Hay gente que la ha amado, otros que han salido odiándola. Pero no hay opiniones entremedio. Y eso significa que es una película que hay que ver si o si. Aunque la entrada te cueste un pedacito de racionalidad.
Por Fernando Delgado
Catolicismo, teatro del absurdo, caos social, alegorías varias y una potentísima sensación de agobio componen este recetario del desmadre en el que todo puede ser/pasar.
Porque cuesta apagar la cabeza después de ver lo nuevo de Darren Aronofsky (Réquiem por un sueño, El luchador, El cisne negro). Cuesta, puesto que se trata de sumergir el subconsciente en una freidora con aceite hirviendo con el fin único de despellejar y dejar en carne viva las sensibilidades y así permitir que se despierten otras percepciones.
Unas que no se ofendan fácilmente.
Está claro que se trata de cine transgresor en la misma estirpe de Buñuel, Pasolini o Von Trier. Y que en el futuro encabezará los rankings de las películas más polémicas de la historia (Nada mal para cualquier creador).

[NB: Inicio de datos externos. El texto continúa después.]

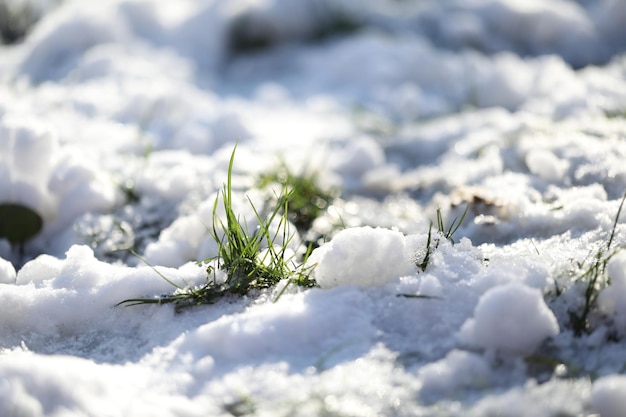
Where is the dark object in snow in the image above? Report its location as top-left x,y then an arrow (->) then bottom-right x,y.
0,203 -> 43,245
0,1 -> 37,43
227,2 -> 361,55
0,0 -> 61,44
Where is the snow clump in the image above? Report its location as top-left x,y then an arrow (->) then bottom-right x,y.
0,115 -> 58,220
591,375 -> 626,417
418,349 -> 493,399
525,148 -> 569,183
0,114 -> 119,239
307,226 -> 415,288
459,283 -> 559,356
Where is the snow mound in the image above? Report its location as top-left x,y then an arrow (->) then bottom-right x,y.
15,2 -> 132,83
418,349 -> 493,399
307,226 -> 415,288
1,245 -> 204,351
525,148 -> 569,183
163,287 -> 376,374
0,114 -> 118,239
591,375 -> 626,417
0,115 -> 58,220
459,283 -> 559,355
0,351 -> 175,417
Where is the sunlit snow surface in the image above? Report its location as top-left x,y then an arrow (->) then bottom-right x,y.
2,0 -> 626,415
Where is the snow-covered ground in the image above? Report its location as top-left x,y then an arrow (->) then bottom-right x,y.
2,0 -> 626,415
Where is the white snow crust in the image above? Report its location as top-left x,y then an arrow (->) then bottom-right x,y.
1,0 -> 626,415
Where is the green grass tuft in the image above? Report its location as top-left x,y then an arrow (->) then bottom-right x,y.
118,145 -> 316,309
257,160 -> 337,232
417,205 -> 469,272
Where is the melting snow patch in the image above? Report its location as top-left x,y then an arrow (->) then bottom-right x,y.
1,0 -> 626,414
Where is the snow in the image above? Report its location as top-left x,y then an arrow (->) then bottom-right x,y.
459,283 -> 560,356
1,0 -> 626,415
417,349 -> 493,399
591,375 -> 626,417
0,256 -> 16,284
307,226 -> 414,288
598,252 -> 626,334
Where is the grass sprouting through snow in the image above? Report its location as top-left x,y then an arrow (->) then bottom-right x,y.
257,160 -> 337,232
569,192 -> 626,336
117,145 -> 315,309
417,205 -> 469,272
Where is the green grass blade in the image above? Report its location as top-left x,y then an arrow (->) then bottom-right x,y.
607,191 -> 626,252
446,204 -> 470,241
130,249 -> 183,290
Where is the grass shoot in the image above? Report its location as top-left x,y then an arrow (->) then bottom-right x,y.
257,160 -> 337,232
569,192 -> 626,336
417,205 -> 469,272
118,145 -> 316,309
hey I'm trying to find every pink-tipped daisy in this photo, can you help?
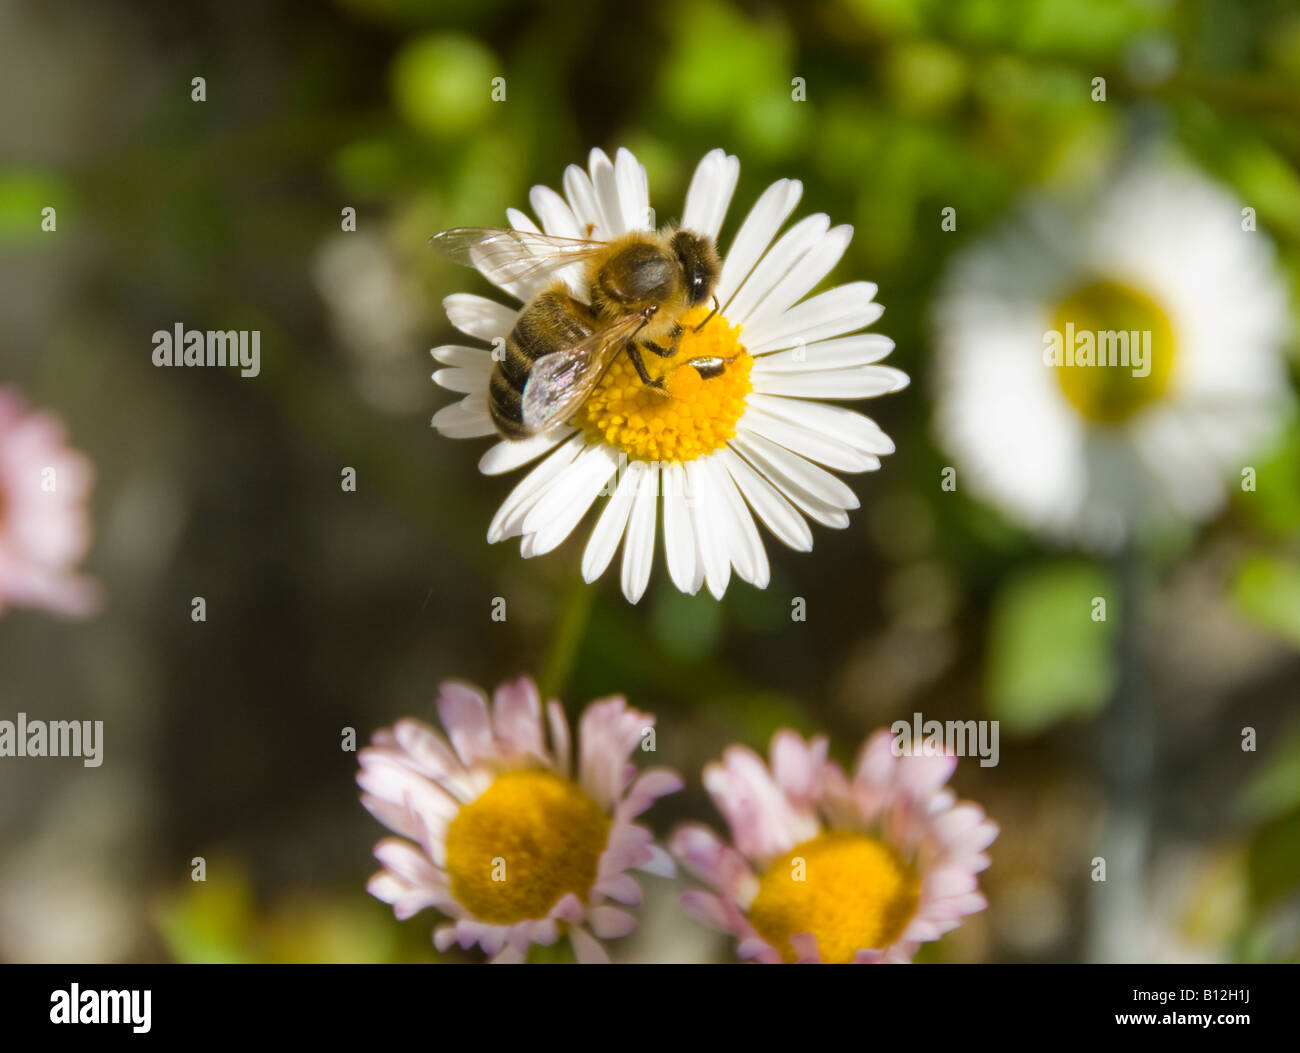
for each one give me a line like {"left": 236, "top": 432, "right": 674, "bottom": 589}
{"left": 0, "top": 387, "right": 100, "bottom": 618}
{"left": 358, "top": 675, "right": 681, "bottom": 963}
{"left": 670, "top": 729, "right": 997, "bottom": 963}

Como también, puede ser una calculada estrategia de ego que aglutina un arsenal de ideas que solo conducen a un laberinto ciego. Como el arrebato pseudointelectual de un estudiante de cine en primer año. Aún así y pasando por alto lo anterior, esta Madre no pasa desapercibida. -Ok, “El ciempiés humano” o “A serbian film” tampoco pasaban desapercibidas- pero acá hay suficiente sentido estético, ético y riesgo viniendo de parte de un mega estudio como Paramount Pictures.
Un matrimonio del cual nunca sabremos sus nombres pero si sus caras (Javier Bardem y Jennifer Lawrence), pasan sus días en una ultra serena casa de campo, alejados de cualquier estímulo que arruine el neurótico sentido de paz de la pareja. Mientras ella se entrega a reconstruir la enrevesada propiedad, el busca la inspiración para una nueva ronda de escritura que le permita estrenar su poemario. Pero no uno cualquiera, sino uno que logre superar al anterior. Fue una obra magna que cambió la vida de cientos alrededor del mundo.
Una noche, un inesperado visitante se planta frente a la puerta de entrada, tampoco tiene nombre, pero es un hombre mayor (Ed Harris). Luego, al otro día, se presenta una mujer (Michelle Pfeiffer), será este tándem los encargados de descascarar la livianísima estabilidad de Ella a medida que se niegan a abandonar la mansión.
Con notorios ecos a Buñuel y Polanski en la primera hora, todo se tuerce y se vicia con la lógica de los sueños. Las situaciones se hacen fragmentarias, repetitivas, ilógicas. Hasta ahí va bien, perfilándose como una borrosa comedia simbólica, siempre amparada en el vigor de las actuaciones y en lo delirante del relato.
Pero en la siguiente hora del metraje, Aronofsky decide partir con otra película casi a modo de contrabando. Dejando atrás a Adán, Eva, Caín, y Abel. (Cualquiera que haya hecho la primera comunión advertirá las referencias), abriendo la puerta y las ventanas también, para hordas de ideas y figurantes desesperados por la falta de un mesías libertador. Hay rabia, descontento, angustia y la irracionalidad más feroz. Todo se vuelve a torcer, pero esta vez, provocando fracturas expuestas en la historia.
La hemorragia de metáforas no se detiene. Y el desconcierto comienza a mermar en los ojos del espectador.
Enfrentarse a dos propuestas dentro de una puede ser un ejercicio radical, estimulante. Pero siendo consciente de esas tablas flojas en el entramado, era mejor la primera opción, la de esa narración opresiva y derechamente rara de ciudadanos educados, perdidos y erráticos.
La otra, es la de saltar (O ser empujado) por la ventana bajo los efectos de un ácido.
A la hora de los balances y casi por fallo fotográfico, gana Aronosfky. Pretencioso o no; sacude, molesta, invade.
Ese es Darren, el pirómano de su propio reino de Oz.